The letter was sent to a large number of charities, and highlighted that they may need to restrict their input tax in respect of non-business activities. HMRC said that there are a high number of smaller charities that are not aware that they have non-business activities and are required to take that into account when reclaiming input tax.
According to HMRC’s VAT guidance, a charity cannot treat VAT incurred on purchases of goods and services as input tax unless these are intended to be used for the purposes of its business. If the charity buys services or goods for both business and non-business, including private purposes, it should treat only part of the VAT as input tax. The charity must work out what proportion of the use of the goods or services is for business purposes. This calculation is called apportionment.

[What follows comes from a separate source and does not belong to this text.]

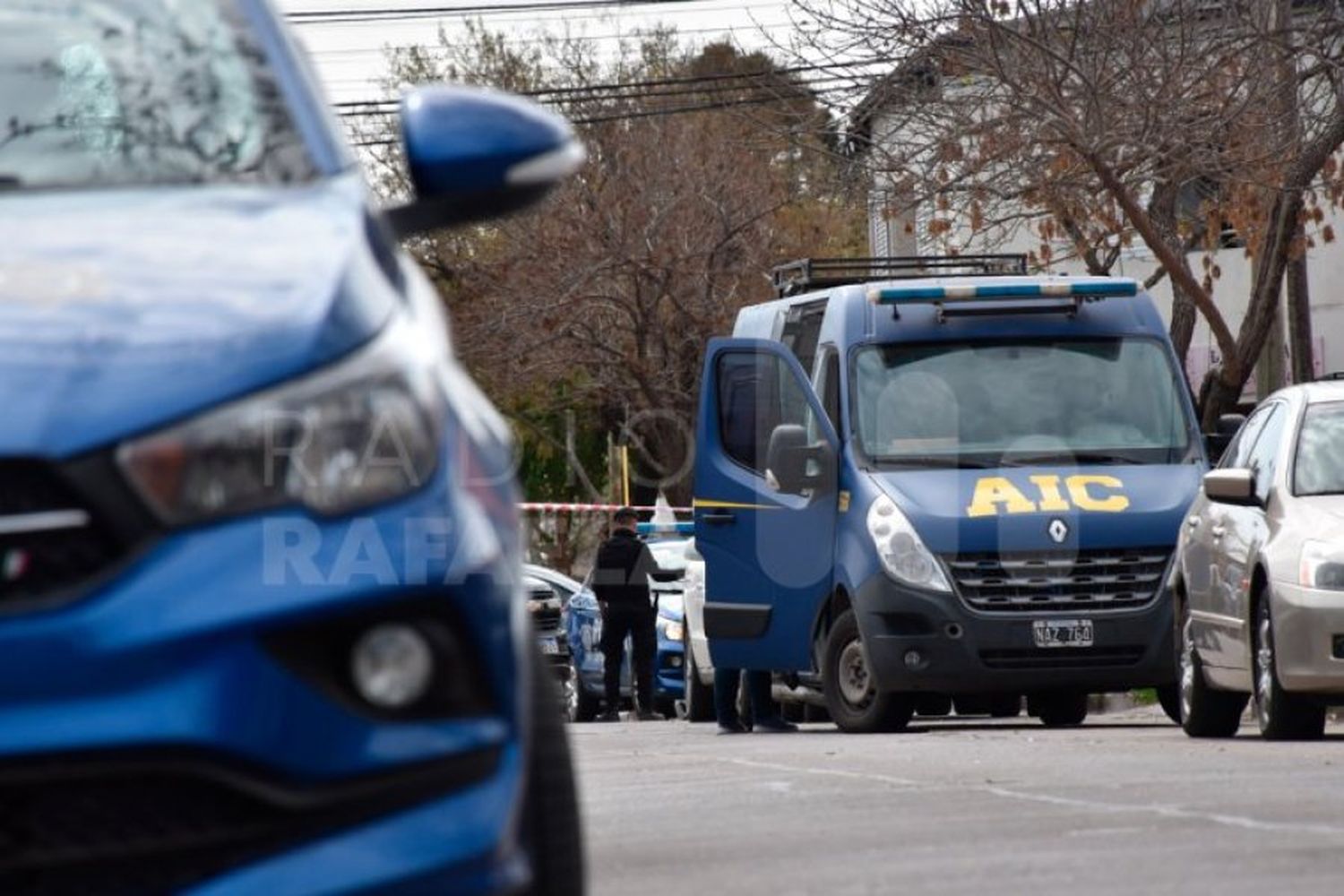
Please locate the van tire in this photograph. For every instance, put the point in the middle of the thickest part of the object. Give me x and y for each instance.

Tax expert Bryn Reynolds at Pinsent Masons said: “The line between business and non-business is rarely a clear one. Following the Wakefield College Court of Appeal case, HMRC introduced a two-stage test in a Revenue and Customs Brief known as RCB 10/22, which complicated matters further by distinguishing between activities undertaken for income or remuneration as opposed to consideration.”
In the Wakefield College case, the Court of Appeal ruled that income from students who are partly subsidised and pay a small additional fee for courses amounted to business activity. The court’s two-stage test for determining what amounts to business activity focuses on whether there is a “consideration”, or some value given, to the supplier in return for the goods or services; and whether the supply is made for “remuneration”, which means the supply must be made for the purpose of “obtaining income therefrom on a continuing basis”.
“Taxpayers, particularly those in the charitable, not-for-profit and voluntary sectors, should carefully consider whether they are undertaking business or non-business activities and whether they have suitably apportioned their input tax. Remediation with HMRC in respect of historic periods can be complex and the impact of both interest and penalties should be carefully considered in any error corrections submitted,” Reynolds said.
HMRC acknowledged in its letter that “this can be a complex area of tax”. It suggested that charities “may want to ask an adviser for help”.
In its letter, HMRC also asked charities that have non-business activities and have overclaimed input tax to notify HMRC of errors on previous VAT returns, and pointed to information on potential penalties.